The second young man who is giving me a headache at work is a little more generalized with his sexist behaviors. Because I’m a “girl” my opinion doesn’t matter. He doesn’t show good listening skills at all towards his female coworkers. I’ve tried to correct his technique and train him on our department procedure and one of our older coworkers (a woman in her 70s) has tried to correct his technique and because we were the ones who told him, he doesn’t listen. This last week for Spring Break he was practically bragging about going to Mexico and cheat on his girlfriend.
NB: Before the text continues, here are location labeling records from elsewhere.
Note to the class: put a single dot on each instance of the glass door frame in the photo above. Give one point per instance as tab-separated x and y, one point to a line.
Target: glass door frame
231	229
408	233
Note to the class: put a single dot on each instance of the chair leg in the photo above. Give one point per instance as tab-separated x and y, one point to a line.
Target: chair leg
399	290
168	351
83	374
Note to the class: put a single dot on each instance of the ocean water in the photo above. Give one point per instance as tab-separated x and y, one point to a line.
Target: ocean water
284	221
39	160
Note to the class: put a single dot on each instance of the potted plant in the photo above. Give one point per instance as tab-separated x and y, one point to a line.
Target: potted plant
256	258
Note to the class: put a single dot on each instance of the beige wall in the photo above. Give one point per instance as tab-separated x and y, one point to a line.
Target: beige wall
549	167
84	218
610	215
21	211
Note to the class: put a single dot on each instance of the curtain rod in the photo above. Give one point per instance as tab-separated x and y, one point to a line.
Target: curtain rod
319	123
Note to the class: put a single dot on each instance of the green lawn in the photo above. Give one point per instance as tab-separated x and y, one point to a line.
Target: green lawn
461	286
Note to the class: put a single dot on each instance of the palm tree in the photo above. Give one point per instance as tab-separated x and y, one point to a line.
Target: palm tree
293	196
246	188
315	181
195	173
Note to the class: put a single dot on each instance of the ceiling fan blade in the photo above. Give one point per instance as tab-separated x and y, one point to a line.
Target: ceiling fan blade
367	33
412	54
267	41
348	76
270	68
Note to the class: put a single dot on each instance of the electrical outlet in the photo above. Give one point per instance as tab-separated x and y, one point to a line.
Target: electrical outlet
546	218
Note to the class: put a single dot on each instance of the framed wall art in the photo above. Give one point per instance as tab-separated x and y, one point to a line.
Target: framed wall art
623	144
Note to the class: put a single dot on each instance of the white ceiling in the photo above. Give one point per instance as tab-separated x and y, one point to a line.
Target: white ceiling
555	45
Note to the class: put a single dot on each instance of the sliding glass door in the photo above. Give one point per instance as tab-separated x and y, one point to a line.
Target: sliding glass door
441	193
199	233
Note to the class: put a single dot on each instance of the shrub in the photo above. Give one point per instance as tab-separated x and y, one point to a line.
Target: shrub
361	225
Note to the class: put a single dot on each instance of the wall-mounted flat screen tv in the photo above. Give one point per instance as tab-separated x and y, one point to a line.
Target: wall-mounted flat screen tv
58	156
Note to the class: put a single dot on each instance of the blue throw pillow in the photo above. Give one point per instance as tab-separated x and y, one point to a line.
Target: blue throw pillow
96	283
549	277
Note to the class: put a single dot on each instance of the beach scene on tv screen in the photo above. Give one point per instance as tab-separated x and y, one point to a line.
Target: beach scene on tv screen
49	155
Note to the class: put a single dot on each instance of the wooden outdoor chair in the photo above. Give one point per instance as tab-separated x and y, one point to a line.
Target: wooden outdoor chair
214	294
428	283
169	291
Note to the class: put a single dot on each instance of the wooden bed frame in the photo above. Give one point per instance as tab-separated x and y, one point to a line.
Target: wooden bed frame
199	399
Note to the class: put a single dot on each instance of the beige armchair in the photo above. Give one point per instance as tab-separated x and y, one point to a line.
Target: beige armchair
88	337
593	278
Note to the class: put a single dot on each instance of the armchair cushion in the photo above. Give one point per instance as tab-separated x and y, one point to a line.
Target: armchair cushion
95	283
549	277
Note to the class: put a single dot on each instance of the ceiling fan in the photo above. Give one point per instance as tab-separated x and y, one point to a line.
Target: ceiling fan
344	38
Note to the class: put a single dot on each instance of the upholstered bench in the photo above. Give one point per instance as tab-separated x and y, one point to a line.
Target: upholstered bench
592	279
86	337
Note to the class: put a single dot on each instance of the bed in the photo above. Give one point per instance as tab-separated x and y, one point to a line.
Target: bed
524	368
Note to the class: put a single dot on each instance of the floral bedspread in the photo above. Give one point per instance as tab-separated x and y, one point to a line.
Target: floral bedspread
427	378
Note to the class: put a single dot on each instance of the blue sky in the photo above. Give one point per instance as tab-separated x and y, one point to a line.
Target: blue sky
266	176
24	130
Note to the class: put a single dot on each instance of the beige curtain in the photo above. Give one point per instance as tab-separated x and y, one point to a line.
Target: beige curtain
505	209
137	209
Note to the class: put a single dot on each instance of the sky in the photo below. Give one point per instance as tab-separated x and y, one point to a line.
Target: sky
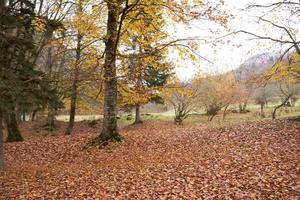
229	52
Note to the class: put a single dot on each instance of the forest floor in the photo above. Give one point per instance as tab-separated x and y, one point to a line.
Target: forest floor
157	160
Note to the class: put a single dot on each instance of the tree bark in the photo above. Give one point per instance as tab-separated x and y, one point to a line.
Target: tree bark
225	110
23	116
33	114
2	164
109	130
13	133
138	119
50	119
279	106
75	82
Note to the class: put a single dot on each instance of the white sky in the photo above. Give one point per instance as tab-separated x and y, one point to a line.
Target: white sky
232	50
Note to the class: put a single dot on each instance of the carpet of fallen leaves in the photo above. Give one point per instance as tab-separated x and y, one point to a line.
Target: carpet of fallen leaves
158	160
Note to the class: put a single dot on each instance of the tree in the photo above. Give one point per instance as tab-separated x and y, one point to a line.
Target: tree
118	12
20	83
217	92
287	91
182	97
2	164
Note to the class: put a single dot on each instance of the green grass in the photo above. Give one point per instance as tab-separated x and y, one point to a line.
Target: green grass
201	119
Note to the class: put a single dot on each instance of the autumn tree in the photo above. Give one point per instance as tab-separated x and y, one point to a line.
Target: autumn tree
145	70
86	34
118	13
182	97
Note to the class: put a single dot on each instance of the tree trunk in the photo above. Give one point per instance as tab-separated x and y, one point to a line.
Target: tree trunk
13	133
262	110
109	130
279	106
2	164
72	108
23	116
225	110
138	119
210	118
50	120
75	82
33	114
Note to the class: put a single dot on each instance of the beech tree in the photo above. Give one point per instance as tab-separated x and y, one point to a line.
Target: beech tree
118	12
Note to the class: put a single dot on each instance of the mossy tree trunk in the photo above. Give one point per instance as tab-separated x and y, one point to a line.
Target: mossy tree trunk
138	118
75	78
109	130
2	164
13	132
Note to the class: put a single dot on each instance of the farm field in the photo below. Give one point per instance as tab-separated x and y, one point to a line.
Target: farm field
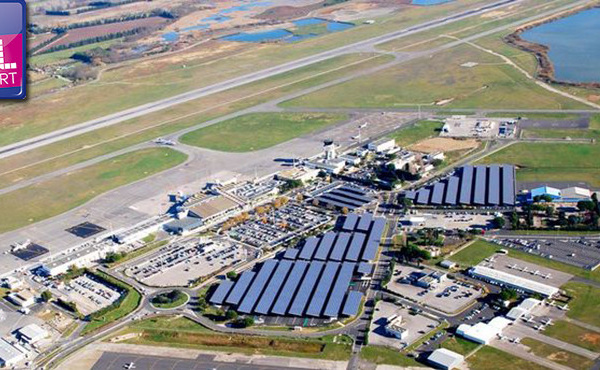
441	82
79	34
551	162
491	358
574	334
87	146
557	355
259	130
127	86
60	194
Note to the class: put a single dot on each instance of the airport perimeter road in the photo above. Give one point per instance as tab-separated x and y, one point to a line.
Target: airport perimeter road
365	45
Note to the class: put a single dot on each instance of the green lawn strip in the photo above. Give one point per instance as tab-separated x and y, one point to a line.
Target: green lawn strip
130	299
584	303
386	356
186	334
443	78
574	334
459	345
558	355
63	193
414	133
491	358
259	130
109	139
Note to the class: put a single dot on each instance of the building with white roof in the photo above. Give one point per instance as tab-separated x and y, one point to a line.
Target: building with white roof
481	332
502	278
443	358
32	333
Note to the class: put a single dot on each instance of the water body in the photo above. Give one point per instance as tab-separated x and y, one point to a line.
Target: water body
430	2
574	44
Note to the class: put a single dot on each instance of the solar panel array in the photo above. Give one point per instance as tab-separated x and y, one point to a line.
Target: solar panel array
313	280
492	185
350	197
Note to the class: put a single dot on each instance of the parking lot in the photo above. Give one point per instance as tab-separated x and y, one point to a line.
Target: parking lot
277	225
417	326
88	294
527	270
580	252
446	295
187	260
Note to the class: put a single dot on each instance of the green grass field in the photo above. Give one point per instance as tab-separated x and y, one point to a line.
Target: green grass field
474	253
184	333
491	358
259	130
557	355
574	334
459	345
584	304
491	84
419	131
551	162
63	193
386	356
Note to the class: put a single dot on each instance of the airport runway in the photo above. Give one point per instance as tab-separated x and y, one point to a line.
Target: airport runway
118	361
365	45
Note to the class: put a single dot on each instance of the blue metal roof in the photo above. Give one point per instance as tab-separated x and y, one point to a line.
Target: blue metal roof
452	190
339	289
466	185
221	292
352	303
480	185
272	289
290	287
356	246
325	246
308	249
340	246
494	185
350	222
316	304
255	290
305	290
365	222
241	285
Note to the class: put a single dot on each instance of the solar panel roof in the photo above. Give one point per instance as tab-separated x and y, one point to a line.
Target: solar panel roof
352	303
241	285
480	185
289	288
325	246
255	290
494	185
272	289
318	300
308	250
221	292
466	185
340	246
305	290
365	222
452	189
350	222
356	246
339	289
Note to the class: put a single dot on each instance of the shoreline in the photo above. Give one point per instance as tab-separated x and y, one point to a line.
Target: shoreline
545	68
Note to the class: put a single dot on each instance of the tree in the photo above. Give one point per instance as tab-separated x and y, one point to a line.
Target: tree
46	296
499	222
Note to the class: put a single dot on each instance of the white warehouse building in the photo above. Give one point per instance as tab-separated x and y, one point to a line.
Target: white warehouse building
512	281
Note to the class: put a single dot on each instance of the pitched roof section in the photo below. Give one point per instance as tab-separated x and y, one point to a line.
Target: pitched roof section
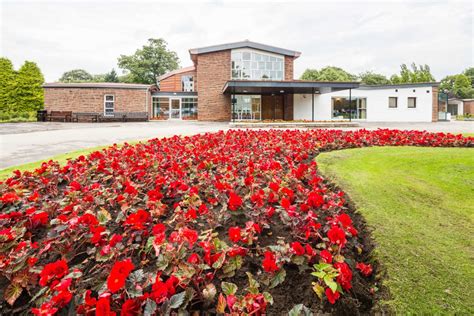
244	44
175	72
106	85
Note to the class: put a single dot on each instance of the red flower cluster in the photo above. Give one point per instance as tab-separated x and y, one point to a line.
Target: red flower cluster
119	274
53	272
177	207
269	263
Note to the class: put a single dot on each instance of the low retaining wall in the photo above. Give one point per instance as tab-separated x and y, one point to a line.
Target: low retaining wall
293	124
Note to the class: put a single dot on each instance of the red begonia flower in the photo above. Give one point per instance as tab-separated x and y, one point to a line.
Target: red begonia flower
119	274
234	234
332	296
269	262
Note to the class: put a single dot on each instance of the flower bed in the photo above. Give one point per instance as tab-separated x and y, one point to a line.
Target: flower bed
235	222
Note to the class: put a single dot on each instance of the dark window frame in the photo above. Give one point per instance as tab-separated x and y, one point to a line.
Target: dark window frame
396	103
414	103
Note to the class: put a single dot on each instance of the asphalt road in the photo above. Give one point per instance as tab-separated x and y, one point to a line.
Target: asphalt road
27	142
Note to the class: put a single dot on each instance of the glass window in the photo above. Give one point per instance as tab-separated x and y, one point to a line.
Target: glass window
256	66
189	108
246	107
187	83
392	102
109	105
161	108
411	103
343	109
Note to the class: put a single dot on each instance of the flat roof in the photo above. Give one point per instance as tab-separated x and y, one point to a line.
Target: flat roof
175	72
287	86
103	85
400	85
244	44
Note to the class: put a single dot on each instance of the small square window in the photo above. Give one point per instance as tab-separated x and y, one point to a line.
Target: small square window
392	102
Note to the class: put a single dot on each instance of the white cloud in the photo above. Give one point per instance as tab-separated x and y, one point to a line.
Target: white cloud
357	36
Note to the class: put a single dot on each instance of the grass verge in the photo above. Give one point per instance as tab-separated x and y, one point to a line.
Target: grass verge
419	203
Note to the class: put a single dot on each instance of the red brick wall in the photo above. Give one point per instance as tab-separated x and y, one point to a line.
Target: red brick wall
289	67
173	83
213	71
92	99
468	107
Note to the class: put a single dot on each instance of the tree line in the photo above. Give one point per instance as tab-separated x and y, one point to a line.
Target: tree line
21	91
144	66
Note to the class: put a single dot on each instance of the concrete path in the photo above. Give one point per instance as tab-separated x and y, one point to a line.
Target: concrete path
28	142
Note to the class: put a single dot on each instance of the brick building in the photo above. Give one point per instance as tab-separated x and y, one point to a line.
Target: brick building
248	81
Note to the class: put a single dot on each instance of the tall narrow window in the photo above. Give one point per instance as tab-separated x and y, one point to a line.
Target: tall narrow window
392	102
411	102
109	104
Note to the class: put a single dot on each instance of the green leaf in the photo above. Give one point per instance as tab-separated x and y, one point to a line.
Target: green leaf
12	292
299	310
319	274
136	276
278	278
298	260
209	292
219	262
177	300
322	266
229	288
268	297
150	308
330	282
74	275
103	216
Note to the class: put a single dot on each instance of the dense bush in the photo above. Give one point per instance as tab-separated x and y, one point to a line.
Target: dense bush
212	222
20	91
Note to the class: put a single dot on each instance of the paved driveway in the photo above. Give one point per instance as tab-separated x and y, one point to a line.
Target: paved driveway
27	142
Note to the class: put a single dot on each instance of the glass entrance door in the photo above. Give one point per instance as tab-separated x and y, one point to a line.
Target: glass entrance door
175	109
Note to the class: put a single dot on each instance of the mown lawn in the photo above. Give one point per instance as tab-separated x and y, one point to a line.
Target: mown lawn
420	204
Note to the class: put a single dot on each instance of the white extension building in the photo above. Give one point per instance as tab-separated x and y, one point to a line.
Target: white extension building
387	103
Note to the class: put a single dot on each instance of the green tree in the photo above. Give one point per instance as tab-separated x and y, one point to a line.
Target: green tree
29	88
111	76
469	72
7	83
149	62
371	78
421	73
328	73
76	75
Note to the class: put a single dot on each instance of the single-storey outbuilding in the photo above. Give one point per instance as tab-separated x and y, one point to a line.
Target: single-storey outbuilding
247	81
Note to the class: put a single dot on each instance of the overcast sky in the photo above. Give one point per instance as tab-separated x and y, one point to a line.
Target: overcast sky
354	35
He’s been encouraging the other guys in the department to engage in a “secret” code and shout out if they see “spicy ketchup”. As both an asexual and agender I feel uncomfortable by that kind of behavior. I haven’t said anything because the women in the department have been doing the same thing only much, much more subtlety.

I’m not a woman and it frustrates me when heteronormative stereotypes and gender stereotypes are forced on me. One of the first questions anybody ever asks when they’re trying to get to know me is “do you have a boyfriend?”. My answer is “that’s private”. I don’t owe anybody any sort of explanation on my relationship status or asexual or gender identities if I don’t think my identity will be respected. I know some people can be loud and proud about who they are, but I’m just naturally a more private person. If someone really wants to get to know me, they’ll figure out where my boundaries are first, not just step where every they please because that’s what they do on TV and in movies.



4 thoughts on “Sexism at Work (Carnival of Aces March 2016)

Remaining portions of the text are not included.